Foto: Jean Cramer

O carnaval deste ano veio com muitas novidades, inovação e  com temas distintos relacionado a inclusão social agregando a importância da inclusão da pessoa com deficiência na sociedade.

As escolas de samba que levaram para avenida esta importância foi a Unidos da Alvorada pertencente ao Grupo Especial que trouxe este ano para avenida o Samba-enredo: “Oi, Eu Estou Aqui! Alvorada com Um Cromossoma a Mais Mostra que Ser Diferente é Normal” relacionada ao síndrome de Down e a Grêmio Recreativo Escola de Samba Dragões do Império – GRESDI, pertencente ao grupo A, que trouxe “Dragões do Império Abraça: multiplicando sorrisos, compartilhando histórias” com o tema “Que a inclusão vire rotina”.

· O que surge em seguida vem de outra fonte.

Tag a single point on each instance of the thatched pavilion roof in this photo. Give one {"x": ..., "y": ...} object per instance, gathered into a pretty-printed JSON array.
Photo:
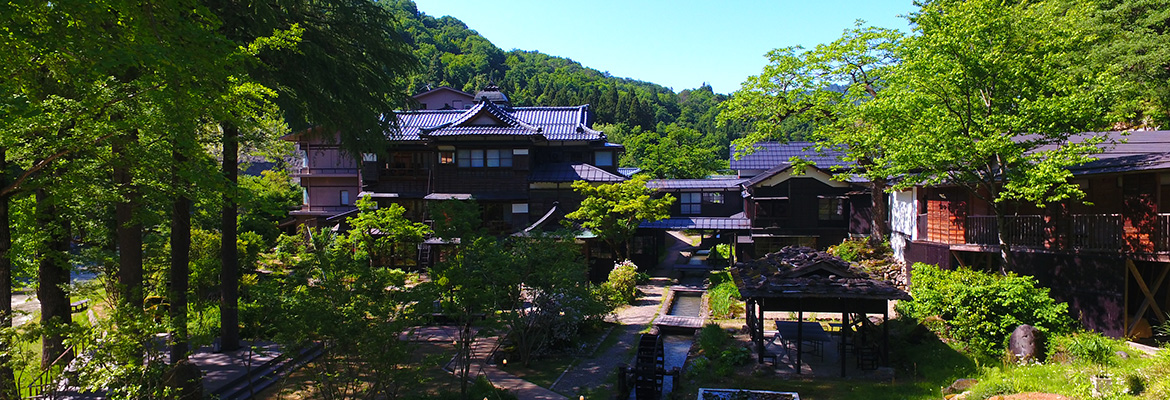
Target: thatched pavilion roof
[{"x": 804, "y": 273}]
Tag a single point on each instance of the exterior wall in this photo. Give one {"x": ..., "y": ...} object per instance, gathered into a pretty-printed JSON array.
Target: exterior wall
[
  {"x": 731, "y": 202},
  {"x": 1093, "y": 285},
  {"x": 440, "y": 100}
]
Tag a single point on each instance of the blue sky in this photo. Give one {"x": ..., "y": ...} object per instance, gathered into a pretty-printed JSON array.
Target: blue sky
[{"x": 678, "y": 43}]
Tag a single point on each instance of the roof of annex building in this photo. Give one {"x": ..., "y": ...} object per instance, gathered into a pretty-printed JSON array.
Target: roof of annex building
[
  {"x": 565, "y": 172},
  {"x": 487, "y": 118},
  {"x": 694, "y": 184}
]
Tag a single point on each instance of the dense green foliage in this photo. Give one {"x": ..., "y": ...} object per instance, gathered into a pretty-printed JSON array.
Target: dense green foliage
[
  {"x": 718, "y": 354},
  {"x": 982, "y": 309},
  {"x": 614, "y": 211},
  {"x": 454, "y": 55},
  {"x": 620, "y": 287}
]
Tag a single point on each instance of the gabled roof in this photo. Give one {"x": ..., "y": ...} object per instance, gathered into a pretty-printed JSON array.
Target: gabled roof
[
  {"x": 804, "y": 273},
  {"x": 735, "y": 222},
  {"x": 432, "y": 91},
  {"x": 769, "y": 154},
  {"x": 486, "y": 118},
  {"x": 1136, "y": 151},
  {"x": 694, "y": 184},
  {"x": 564, "y": 172},
  {"x": 784, "y": 172}
]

As duas escolas de samba apresentaram na avenida um novo conceito de inclusão a sociedade, representados em alas especiais, onde pessoas com deficiências, sendo elas jovens e adultos puderam participar e prestigiar o carnaval de uma forma promissora e satisfatória.

Os desfiles de ambas tiveram a finalidade de promover a discussão sobre inclusão social e conscientizar a população sobre representatividade, através de bandeiras de várias causas sociais em defesa de pessoas com deficiência, cada uma ao seu modo de representação.

A escola Unidos do Alvorada desfilou por volta das 21h20, com participação especial de Thati Piancastelli, atriz com síndrome de Down que ganhou importante visibilidade internacional incorporando peças teatrais como ‘Menina dos Meus Olhos’ e ‘Oi, Estou Aqui’. Cerca de 3 mil componentes desfilaram na avenida do samba.

Apresentado por 21 alas, a escola teve quatro carros alegóricos, dois tripés e uma média de 2 mil e 700 componentes, os carros alegóricos tiveram adaptação para pessoas com deficiência como surdos, mudos e cegos, e uma das alas teve a participação especial dos idosos.

Já a Dragões do Império encerrou a noite desfilando por volta das 4h, representando na avenida a luta pelo direito e inclusão da pessoa com deficiência, além de homenagear Viviane Lima, nome forte na luta pelos direitos, a inclusão da pessoa com deficiência e a história da modelo com microcefalia, Ana Victória que esbanjou charme e simpatia na passarela do samba, superando as expectativas.

O desfile trouxe para avenida dois tripés, um carro alegórico e 11 alas, a agremiação abordou temas como “O direito de ir e vir”, “Igualdade e respeito” e “Ser diferente é normal”.